8h30, hier matin. Devant les grilles de l'école Sainte-Thérèse, les enfants arrivent, un peu à reculons. «Dis papa, les vacances, c'était trop bien! C'est quand que ça recommence?», demande le petit Théo. Son père rigole et, sans lui lâcher la main, lui répond: «Bientôt, bientôt. Mais il faut travailler un peu avant». Comme ce petit bonhomme, ils étaient nombreux, hier, à appréhender la rentrée. Nouvelle classe, nouvelle maîtresse, nouveau pupitre... Par contre, mêmes copains!
On informe sur la grippeA
Une fois le portail franchi, la loi de la cour de récré reprend le dessus. On empile les cartables et on lâche son stress pour prendre un ballon. Entre elles, les filles se racontent leurs vacances, pendant que les garçons jouent au foot, se courent après et cherchent du regard «les nouveaux». «Pas de bisou, juste un sourire». Les enseignantes avaient des consignes. Même si c'était parfois dur de refuser un câlin à une petite tête d'ange, il fallait s'y tenir. Quand les enfants demandent pourquoi, on leur répond «qu'avec la grippe A, il faut faire attention». Dès les premières heures de classe, on informe, on discute. Les écoliers reçoivent une notice explicative sur le virus et les moyens de s'en protéger. Les petits savent de quoi il s'agit. Pendant la récré, un nouveau jeu a remplacé le chat perché: «Touché, t'as la grippe A!» Mieux vaut en rire...

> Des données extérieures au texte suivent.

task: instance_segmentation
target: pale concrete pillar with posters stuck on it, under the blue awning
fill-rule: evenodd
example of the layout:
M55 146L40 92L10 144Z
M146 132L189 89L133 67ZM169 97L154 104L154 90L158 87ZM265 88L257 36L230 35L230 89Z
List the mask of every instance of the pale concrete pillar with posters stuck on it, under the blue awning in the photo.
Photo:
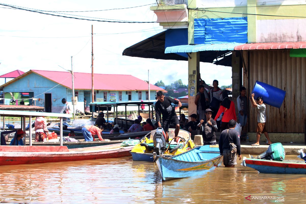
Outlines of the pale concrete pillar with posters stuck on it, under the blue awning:
M197 86L199 82L200 73L200 53L192 52L188 53L188 115L196 114L196 104L194 100L196 98ZM188 117L190 121L191 118Z

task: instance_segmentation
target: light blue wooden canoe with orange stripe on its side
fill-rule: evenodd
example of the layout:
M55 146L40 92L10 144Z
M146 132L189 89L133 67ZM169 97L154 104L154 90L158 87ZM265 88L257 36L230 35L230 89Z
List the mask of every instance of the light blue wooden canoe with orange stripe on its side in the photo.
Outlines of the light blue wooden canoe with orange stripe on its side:
M162 180L203 175L215 169L223 161L216 145L204 145L172 157L157 156L154 160L162 174Z

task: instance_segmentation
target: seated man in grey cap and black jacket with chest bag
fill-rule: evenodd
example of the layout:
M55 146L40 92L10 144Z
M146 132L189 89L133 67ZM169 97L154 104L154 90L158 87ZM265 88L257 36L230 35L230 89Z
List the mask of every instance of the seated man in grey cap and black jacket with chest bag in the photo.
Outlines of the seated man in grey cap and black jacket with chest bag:
M201 120L197 126L197 129L200 130L203 127L202 137L203 137L203 145L216 145L216 134L218 128L217 123L214 119L212 119L213 111L209 108L205 110L205 118Z

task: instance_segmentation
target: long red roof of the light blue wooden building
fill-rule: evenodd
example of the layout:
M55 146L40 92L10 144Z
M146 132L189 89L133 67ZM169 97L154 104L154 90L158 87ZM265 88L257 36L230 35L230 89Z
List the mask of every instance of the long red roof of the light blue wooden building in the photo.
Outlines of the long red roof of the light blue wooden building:
M24 76L31 72L54 81L55 83L60 83L64 87L72 88L72 77L69 72L30 70L29 72L26 72ZM14 80L10 82L13 81ZM74 72L74 89L91 90L91 73ZM148 90L148 84L144 80L138 79L132 75L94 74L94 89L112 91ZM163 91L162 88L153 84L150 84L150 90Z

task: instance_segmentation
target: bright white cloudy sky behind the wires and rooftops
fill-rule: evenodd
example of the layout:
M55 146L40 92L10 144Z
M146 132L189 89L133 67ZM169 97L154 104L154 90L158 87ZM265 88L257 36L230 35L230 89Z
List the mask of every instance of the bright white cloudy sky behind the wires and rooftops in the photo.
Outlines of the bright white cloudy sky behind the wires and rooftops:
M65 16L77 18L154 22L157 18L154 12L150 11L150 6L154 6L155 3L155 0L3 0L0 4L9 4L29 10L43 10L44 13L48 13L45 11L56 11L57 13L53 14L65 14ZM115 9L135 6L140 7ZM65 12L105 9L115 10ZM91 25L93 25L95 73L131 74L147 80L147 72L150 69L150 82L153 84L158 80L170 84L178 79L185 84L188 83L187 61L122 56L125 48L162 32L163 29L158 23L76 20L9 9L2 5L0 5L0 18L2 19L0 75L16 69L24 72L30 69L65 71L59 66L71 69L71 56L73 56L75 72L91 72ZM230 67L201 62L200 72L207 83L210 81L212 83L213 79L219 80L219 85L232 83ZM0 79L0 84L3 83L4 79Z

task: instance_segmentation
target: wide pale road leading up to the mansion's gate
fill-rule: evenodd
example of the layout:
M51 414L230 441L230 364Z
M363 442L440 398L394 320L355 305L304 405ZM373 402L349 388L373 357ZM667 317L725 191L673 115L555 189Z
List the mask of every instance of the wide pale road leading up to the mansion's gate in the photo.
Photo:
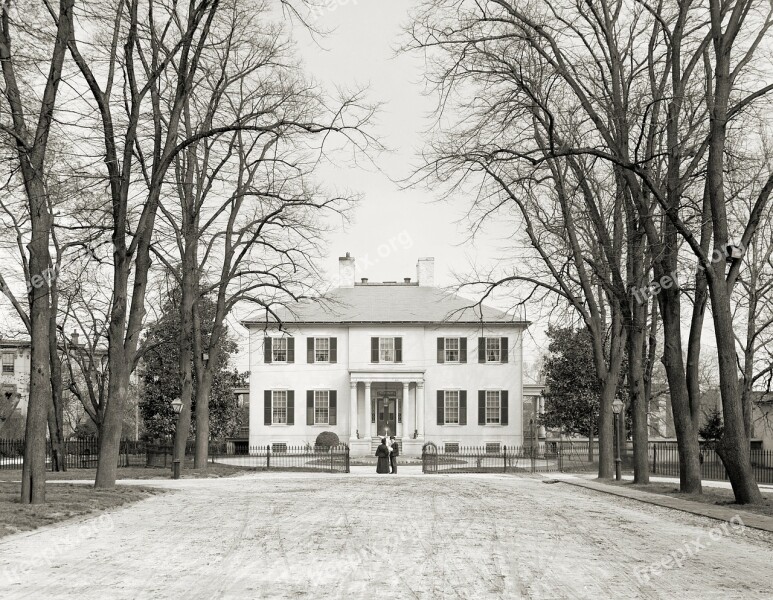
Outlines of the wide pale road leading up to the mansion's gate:
M531 476L356 471L165 482L4 538L0 598L773 597L763 532Z

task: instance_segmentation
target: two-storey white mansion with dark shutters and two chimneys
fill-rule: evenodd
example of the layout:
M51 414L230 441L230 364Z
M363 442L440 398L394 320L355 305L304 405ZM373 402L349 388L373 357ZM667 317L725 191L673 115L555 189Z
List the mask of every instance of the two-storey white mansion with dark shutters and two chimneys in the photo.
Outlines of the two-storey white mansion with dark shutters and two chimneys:
M459 446L524 442L522 340L528 322L434 287L434 259L418 281L355 282L340 261L340 287L304 302L282 327L250 330L250 447L314 444L334 431L353 456L395 435L406 455L432 441ZM528 402L529 411L533 403ZM527 416L528 420L528 416ZM527 431L528 431L528 424Z

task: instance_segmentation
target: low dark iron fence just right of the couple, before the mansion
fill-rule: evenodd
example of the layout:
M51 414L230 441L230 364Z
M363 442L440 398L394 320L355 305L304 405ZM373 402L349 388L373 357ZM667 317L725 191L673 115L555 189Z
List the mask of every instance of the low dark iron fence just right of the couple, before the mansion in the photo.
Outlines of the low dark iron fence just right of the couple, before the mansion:
M441 450L428 442L422 448L421 463L424 473L551 473L589 465L561 443L509 447L454 444Z

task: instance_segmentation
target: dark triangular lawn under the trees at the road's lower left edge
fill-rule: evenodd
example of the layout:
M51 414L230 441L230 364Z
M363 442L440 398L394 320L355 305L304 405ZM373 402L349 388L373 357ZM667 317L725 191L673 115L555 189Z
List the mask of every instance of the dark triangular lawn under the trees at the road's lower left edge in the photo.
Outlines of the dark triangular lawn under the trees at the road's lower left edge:
M20 504L19 484L0 482L0 537L137 502L160 493L164 493L163 490L139 486L95 490L86 485L57 484L47 486L45 504Z

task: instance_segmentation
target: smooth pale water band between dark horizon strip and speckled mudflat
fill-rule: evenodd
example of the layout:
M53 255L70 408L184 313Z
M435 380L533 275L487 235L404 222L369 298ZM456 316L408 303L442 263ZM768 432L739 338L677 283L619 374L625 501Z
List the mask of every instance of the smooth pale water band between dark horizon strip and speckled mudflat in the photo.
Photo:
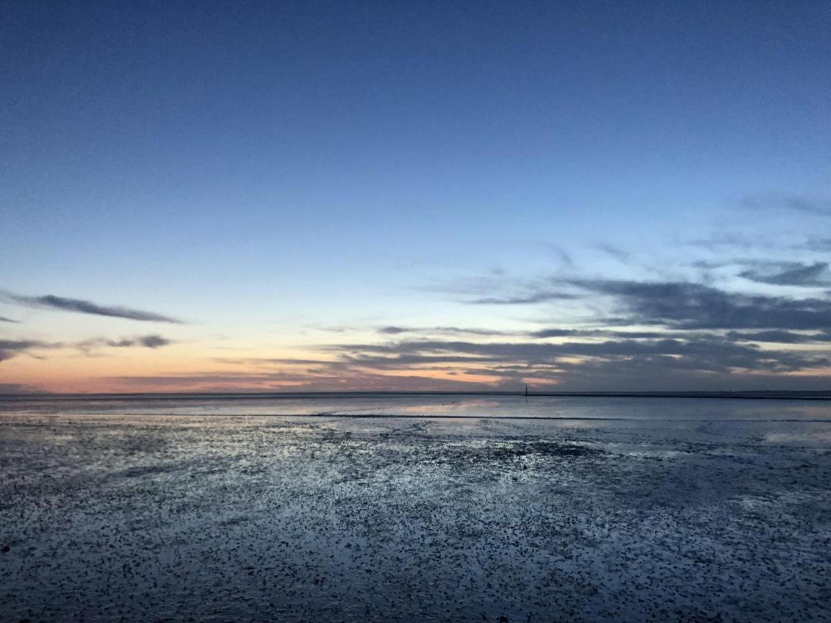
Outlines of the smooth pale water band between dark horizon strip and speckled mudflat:
M0 399L0 414L332 415L460 419L492 417L831 422L831 402L523 395L50 396Z

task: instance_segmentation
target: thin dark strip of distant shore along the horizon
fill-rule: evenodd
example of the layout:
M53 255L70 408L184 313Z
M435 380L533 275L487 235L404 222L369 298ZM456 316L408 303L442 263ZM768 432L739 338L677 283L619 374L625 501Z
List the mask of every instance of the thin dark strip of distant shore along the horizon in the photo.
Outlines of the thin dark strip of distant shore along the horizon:
M316 391L120 394L0 394L2 400L293 400L371 396L518 396L527 398L709 398L733 400L831 400L829 391Z

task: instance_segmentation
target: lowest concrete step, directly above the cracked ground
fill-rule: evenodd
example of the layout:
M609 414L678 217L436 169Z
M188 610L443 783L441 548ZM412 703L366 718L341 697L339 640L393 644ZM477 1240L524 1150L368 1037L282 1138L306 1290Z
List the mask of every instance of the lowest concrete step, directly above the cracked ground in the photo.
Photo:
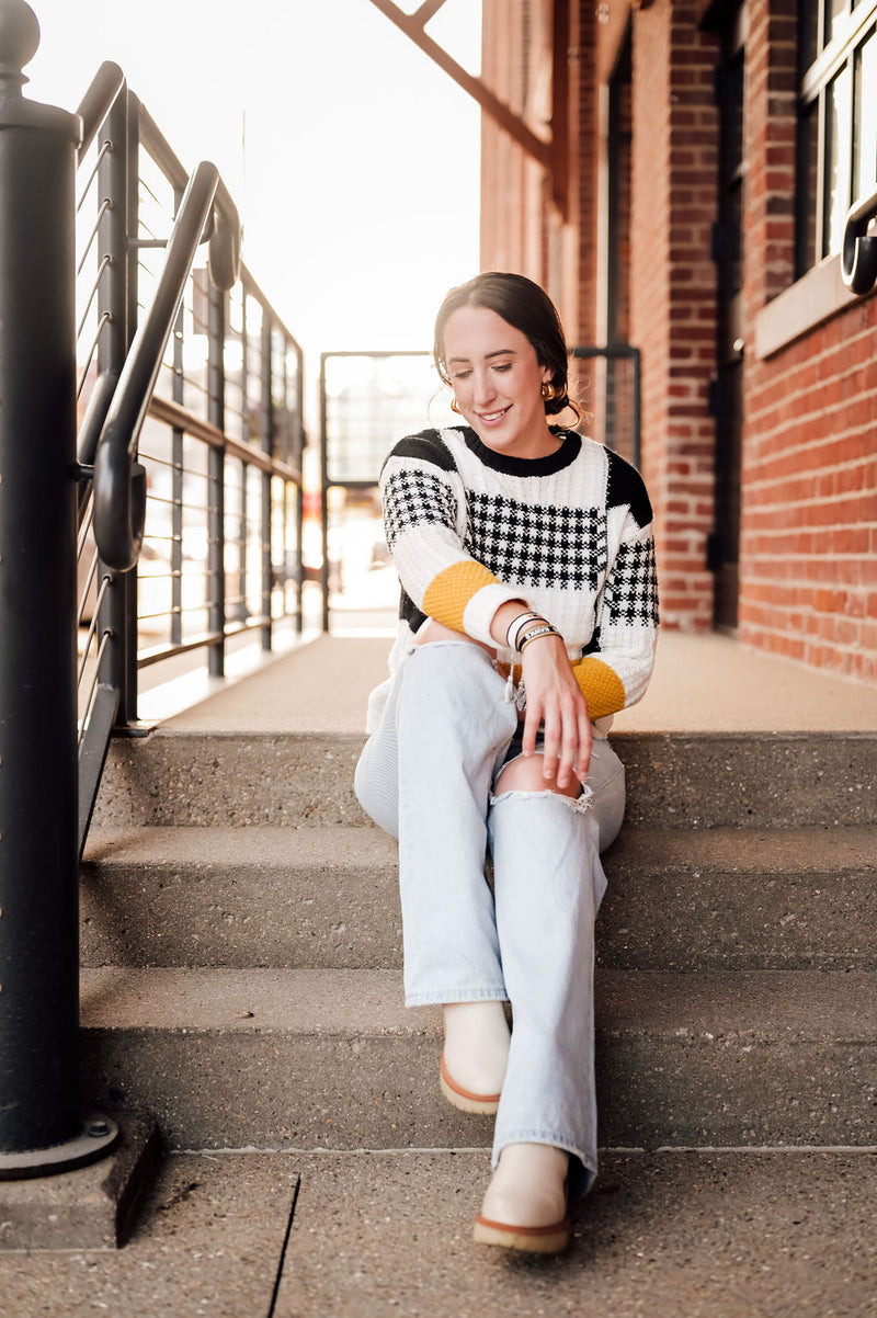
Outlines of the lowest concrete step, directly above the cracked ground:
M83 1099L173 1148L483 1144L387 970L83 971ZM602 970L600 1143L877 1144L877 974Z

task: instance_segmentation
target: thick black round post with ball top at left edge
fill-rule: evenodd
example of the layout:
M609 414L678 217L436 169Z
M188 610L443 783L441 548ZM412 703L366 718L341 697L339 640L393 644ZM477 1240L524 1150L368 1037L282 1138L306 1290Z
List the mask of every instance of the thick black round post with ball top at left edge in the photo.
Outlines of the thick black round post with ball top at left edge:
M112 1143L79 1115L78 116L28 101L40 43L0 0L0 1177ZM95 1127L92 1127L95 1130Z

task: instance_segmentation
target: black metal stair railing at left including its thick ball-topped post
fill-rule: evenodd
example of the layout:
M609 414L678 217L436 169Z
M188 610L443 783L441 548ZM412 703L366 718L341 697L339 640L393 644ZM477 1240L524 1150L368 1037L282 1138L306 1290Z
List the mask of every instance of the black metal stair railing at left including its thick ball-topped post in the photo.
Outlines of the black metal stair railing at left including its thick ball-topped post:
M26 100L38 42L0 0L0 1178L117 1136L79 1110L78 858L140 671L302 625L302 349L215 167L113 65Z

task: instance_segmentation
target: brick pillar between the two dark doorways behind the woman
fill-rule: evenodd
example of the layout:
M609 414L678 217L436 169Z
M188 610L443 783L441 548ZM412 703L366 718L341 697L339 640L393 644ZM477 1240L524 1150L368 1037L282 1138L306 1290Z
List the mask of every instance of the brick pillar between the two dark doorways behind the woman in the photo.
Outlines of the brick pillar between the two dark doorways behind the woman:
M714 38L695 0L657 0L633 22L631 340L643 353L643 473L656 513L661 619L706 630L712 576L716 217Z

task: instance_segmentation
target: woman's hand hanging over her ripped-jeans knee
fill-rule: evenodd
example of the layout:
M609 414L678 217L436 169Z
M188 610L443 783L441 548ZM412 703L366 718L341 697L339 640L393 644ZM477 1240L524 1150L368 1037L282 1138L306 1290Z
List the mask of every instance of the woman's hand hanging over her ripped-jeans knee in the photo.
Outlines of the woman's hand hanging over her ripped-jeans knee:
M558 787L566 787L573 778L583 783L591 760L591 721L561 637L532 641L521 664L527 689L524 755L533 754L541 722L544 776L553 779L557 767Z

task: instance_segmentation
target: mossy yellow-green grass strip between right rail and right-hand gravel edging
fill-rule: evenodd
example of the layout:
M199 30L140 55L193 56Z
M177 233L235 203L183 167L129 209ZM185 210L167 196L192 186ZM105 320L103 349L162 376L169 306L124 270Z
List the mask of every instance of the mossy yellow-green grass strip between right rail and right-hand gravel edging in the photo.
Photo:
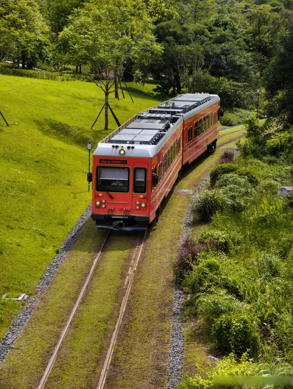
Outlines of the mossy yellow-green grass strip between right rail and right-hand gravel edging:
M196 189L220 154L216 150L191 163L173 189ZM172 190L158 223L147 232L105 389L165 387L174 293L172 260L190 197Z

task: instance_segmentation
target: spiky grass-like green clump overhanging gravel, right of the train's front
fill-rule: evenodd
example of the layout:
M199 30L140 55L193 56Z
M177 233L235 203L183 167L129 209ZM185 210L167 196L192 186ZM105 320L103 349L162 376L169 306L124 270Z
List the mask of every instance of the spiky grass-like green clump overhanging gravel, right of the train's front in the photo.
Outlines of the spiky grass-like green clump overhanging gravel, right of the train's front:
M195 200L195 210L210 219L218 210L229 209L232 203L229 196L222 189L202 191Z

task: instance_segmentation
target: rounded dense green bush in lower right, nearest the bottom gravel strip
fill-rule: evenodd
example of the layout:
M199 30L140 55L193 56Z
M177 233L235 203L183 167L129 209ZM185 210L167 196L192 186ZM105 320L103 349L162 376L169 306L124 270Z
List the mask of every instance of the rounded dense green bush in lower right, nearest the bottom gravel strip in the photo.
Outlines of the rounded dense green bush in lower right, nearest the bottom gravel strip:
M250 355L256 355L260 349L256 324L245 313L221 315L214 322L211 333L222 352L233 352L240 356L249 350Z

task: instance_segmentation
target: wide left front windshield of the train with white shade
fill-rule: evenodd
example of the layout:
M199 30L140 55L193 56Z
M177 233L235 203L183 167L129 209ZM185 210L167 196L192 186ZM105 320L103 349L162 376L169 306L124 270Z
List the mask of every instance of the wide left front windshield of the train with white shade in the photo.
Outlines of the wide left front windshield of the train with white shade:
M96 190L129 192L129 168L98 166Z

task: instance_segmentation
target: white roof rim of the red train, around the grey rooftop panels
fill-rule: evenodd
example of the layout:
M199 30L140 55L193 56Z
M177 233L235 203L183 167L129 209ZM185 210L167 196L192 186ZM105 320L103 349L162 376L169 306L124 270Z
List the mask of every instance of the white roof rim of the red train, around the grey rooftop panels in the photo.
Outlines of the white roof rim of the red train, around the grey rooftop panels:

Les parents plus angoissés que leurs enfants
On croit que les bambins stressent à l'idée de retrouver l'école, mais il y a pire: les parents. Au milieu des enfants qui courent, on distingue des îlots de parents d'élèves. Partout, le même sujet de conversation: «Il a qui le tien? Ah oui? Génial, mon aîné l'avait l'an passé, elle est super». D'autres ont un peu peur: «T'as vu la maîtresse? Ma fille en a déjà peur, c'est pas gagné...». Pour se remettre de leurs émotions, presque tous se dirigent vers l'école maternelle. Là-bàs est servi le traditionnel «café des parents». On pourrait croire qu'ils y vont pour décompresser, mais les discussions reviennent: «T'as vu comment elle a regardé mon p'tit bout? Elle n'a pas l'air commode dis donc». Sur le temps du midi, les parents sont rassurés. Leur progéniture est revenue pour manger à la maison, et les anecdotes pleuvent déjà. «Moi, j'ai une Anglaise dans ma classe, elle a l'air sympa»; ou encore: «On n'a pas pu jouer au foot, les CP ont déjà perdu le ballon. Mais on s'est trop amusé quand même!».